The joys of Pokemon can be a difficult thing to explain to those who haven't been hooked. From a distance, the core Pokemon games look like standard-abiding Japanese role-playing games, and the changes that the series has undergone over the years have usually been subtle. The pieces might not be revolutionary, but they fit together with a precision that makes for an RPG experience that's accessible, highly engaging, and lasts a long time.
Pokemon Battle Revolution is the latest in a series that started with Pokemon Stadium on the Nintendo 64. Essentially, it is a single piece of the Pokemon experience--the actual Pokemon fights--that has been brought to the Wii and polished up to a high shine. The thing about Pokemon Battle Revolution is that, without any greater context of a grand adventure, Pokemon fights are kind of boring. Furthermore, the game's connectivity with Pokemon Diamond and Pearl for the DS ends up being a crutch. If you haven't already made the investment of time and money into one of those games, there's not much to get out of Pokemon Battle Revolution.
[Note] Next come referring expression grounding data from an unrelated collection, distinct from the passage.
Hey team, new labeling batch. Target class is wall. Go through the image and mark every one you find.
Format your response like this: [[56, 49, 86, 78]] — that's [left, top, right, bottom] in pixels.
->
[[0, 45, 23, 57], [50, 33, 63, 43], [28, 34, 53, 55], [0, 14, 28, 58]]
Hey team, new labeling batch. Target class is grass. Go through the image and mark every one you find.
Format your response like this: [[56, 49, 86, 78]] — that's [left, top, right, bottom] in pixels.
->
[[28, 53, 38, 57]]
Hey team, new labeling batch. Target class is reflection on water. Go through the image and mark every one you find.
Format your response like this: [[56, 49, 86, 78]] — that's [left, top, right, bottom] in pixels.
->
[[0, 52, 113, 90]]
You won't get the most out of Pokemon Battle Revolution without a DS and a copy of Pokemon Diamond or Pearl.
Pokemon Battle Revolution takes place on the island of Poketopia, a place where Pokemon trainers can go to battle other like-minded Pokemon trainers to their hearts' content. There are a few ways you can go about this, though the best of them involve interaction with Pokemon Diamond or Pearl for the DS. The DS battle mode is the simplest, and in a way, it best exemplifies what Pokemon Battle Revolution is all about: making Pokemon fights look cool. Using their active Pokemon from Diamond or Pearl and the DS itself as the controller, two to four players can have a good old-fashioned Pokemon throw-down as big, polygonal versions of the pocket monsters go through the motions on the TV.
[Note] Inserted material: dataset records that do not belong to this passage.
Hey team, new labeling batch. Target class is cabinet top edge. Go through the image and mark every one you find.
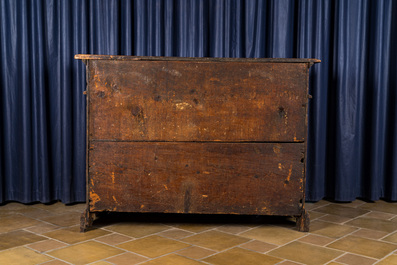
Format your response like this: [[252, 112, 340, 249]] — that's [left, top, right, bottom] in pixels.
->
[[74, 54, 321, 64]]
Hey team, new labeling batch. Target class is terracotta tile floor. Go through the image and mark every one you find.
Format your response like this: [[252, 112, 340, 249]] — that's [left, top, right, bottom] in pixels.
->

In addition to the local multiplayer options, Pokemon Battle Revolution can be played online against other players and is the first game for the Wii to hit the US with live online functionality. It's a no-frills affair where you can choose to battle randomly against other trainers or directly challenge any trainer with whom you've exchanged friend codes. The bummer here is that your friend code for Pokemon Battle Revolution is different from the friend code for the Wii itself. It's not too different from how the DS works online, and Nintendo has stated that it plans on assigning discrete friend codes for any Wii games that go online. So, it's not surprising, but it's still kind of a hassle.